Me and Chuck Palahniuk, who knew?

In other news, Mother and Father Blackbird have both been working very hard the last couple of days, flying to and fro with food for the new babies. I can’t see them from my vantage, but I’m thinking of setting up at a ladder at a respectable distance just to have a squizz. I’ll wait a couple more days until the babies are older and I am perhaps at less risk from being divebombed from a justifiably irate Father Blackbird. Here are a couple of photos of the industrious pair. I do believe that Father Blackbird is giving me the evil eye!

Mother Blackbird

Mother Blackbird

Father Blackbird

Father Blackbird


Of Blackbirds and Currawongs


Evil Currawong

The thing is, I should love Currawongs. I should be on their side. They’re big black birds, ever so distantly related to ravens — an ever so distant relation which definitely shows in their general mien — with bright yellow eyes and a penchant for falling with clumsy grace through the branches of trees. They are also native to Australia, and a protected species at that. I am a Friend of the Crows. I should lurve Currawongs.

But if you’ve been reading this blog, you’ll remember that a pair of Blackbirds have taken up residence above one of our courtyard doors. Right opposite my office where I sit for much of the day. I watched Mother Blackbird and Father Blackbird build their nest from scratch, with twigs and mud and bits of leaf and feather, over the course of just two days. I’ve watched Mother Blackbird sit on her nest for the past week, nestling down snug over her eggs, leaving only on brief forays for food and water.  I felt a bit dirty towards Father Blackbird for not sharing the load, until I spotted him doing perimeter duty on the roof, perching on the TV aerial for better vantage, and seeing off Noisy Miners who came too close.

In short, I’ve bonded with these damn Blackbirds. It doesn’t matter that they are an imported species. Or that my friend Elaine tells me they are considered a pest and a blight on the Australian environment. Or that we won’t be able to use the BBQ in our courtyard until the brood has fledged and flown. My heart cares not for such quibbles and refuses to listen to reason. They are my blackbirds.

Mother Blackbird

Mother Blackbird

All of which goes to explains why I was most distressed to see a Currawong checking out the nest at lunchtime on Sunday. Mother Blackbird stared her down, and Father Blackbird performed aerial manoeuvres, but Currawongs are four times their size and have huge pointed beaks, and so the Blackbirds quickly deemed discretion to be the better part of valour and fled. I stood up by my glass door and waved my arms, and the Currawong promptly fled. After a while, Mother Blackbird came back, very cautiously, with much sounding out of the area before settling back into her nest.

Repeat three times. Currawong arrives, Mother Blackbird flees, Kirstyn shouts and claps her hands like a Mad Thing. Currawong retreats, Mother Blackbird returns, Kirstyn is stupidly proud.

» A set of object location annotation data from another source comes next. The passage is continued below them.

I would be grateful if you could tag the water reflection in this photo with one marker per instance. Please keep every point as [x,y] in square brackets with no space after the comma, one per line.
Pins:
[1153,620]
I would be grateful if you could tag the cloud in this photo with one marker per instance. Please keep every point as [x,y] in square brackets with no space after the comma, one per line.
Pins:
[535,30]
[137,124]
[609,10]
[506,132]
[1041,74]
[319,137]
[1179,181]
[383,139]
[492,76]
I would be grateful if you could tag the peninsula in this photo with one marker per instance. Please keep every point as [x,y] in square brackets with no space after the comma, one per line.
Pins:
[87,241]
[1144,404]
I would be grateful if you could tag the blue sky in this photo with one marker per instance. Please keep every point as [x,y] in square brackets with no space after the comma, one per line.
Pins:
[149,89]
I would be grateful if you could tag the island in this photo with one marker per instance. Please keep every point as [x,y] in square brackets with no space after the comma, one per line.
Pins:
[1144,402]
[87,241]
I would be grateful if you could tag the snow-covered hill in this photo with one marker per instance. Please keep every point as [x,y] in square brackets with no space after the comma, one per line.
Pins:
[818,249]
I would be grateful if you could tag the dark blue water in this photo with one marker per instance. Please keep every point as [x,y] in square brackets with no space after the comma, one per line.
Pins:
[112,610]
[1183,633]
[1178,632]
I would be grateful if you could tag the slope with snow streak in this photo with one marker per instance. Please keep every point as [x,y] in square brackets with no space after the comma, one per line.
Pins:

The Currawong made no appearance yesterday and I thought perhaps I’d scared her away for good, but — alas — just in the last half hour she has come back for another attempt at egg-stealing. I did the arm-waving thing to shoo her away and I suspect the recently-fled Mother Black will be back shortly. As ridiculous as it sounds, it’s making me very anxious. I don’t want to leave the office to make myself lunch, which means I am taking my self-appointed guard duty far too seriously. I am also nervous about plans to see a movie on Saturday afternoon, because I won’t be here to protect the Family Blackbirds from the Evil Currawong (who, of course, is not evil at all but merely behaving according to her nature, as so she should).

It doesn’t matter that the Currawong is a native bird and that she probably has nestlings of her own to feed. These are my Blackbirds, damn it, and I was looking forward to seeing chicks hatch and fledge and take to wing. Sadly, it doesn’t appear that this will happen. I can’t be here all the time and Currawongs, it seems, are persistent. And, yes, the rational, reasonable, environmentally-conscious part of me will simply sigh and shrug and say, that’s nature for you, when I inevitably find the nest abandoned and Currawong bellies presumably filled.

But my stupid heart will weep. Because they are my Blackbirds.


Blackbirds Nesting!

blackbird nesting

This afternoon I looked out my office window and noticed a pile of twigs on top the awning above one of our courtyard doors. Within a few minutes a female blackbird (whose plumage is, in fact, a mottled brown) had flown down with more twigs to add to the pile. Which meant that it wasn’t any old pile of twigs . . . it was a bird nest!

I snapped a photograph of mum-to-be on one of her trips back with building supplies. Dad-to-be (whose plumage is actually the deep black which gives these birds their name) has also been helping out. And my little black cat, Smudge, has been sitting at the glass office door, watching the construction efforts and making the cutest I’m-gonna-get-ya noises. She hasn’t got a chance, what with her quasi-agoraphobia combined with an inability to pass through solid plate glass and/or kill things with just her furry little mind.

So it looks like we’ll have baby blackbirds in the none too distant future. It’s a pretty sweet spot they’ve chosen: sheltered from rain and wind; protected by brick walls on two side; awkward (if not impossible) for predators to reach. The only problem is that our BBQ is just a couple of metres away, and we were planning to start using it now that the warmer weather is on the way. Hmm, might have to wait until the chicks have all fledged. Ah well, a small sacrifice for the chance to see baby birds being raised right outside my office door!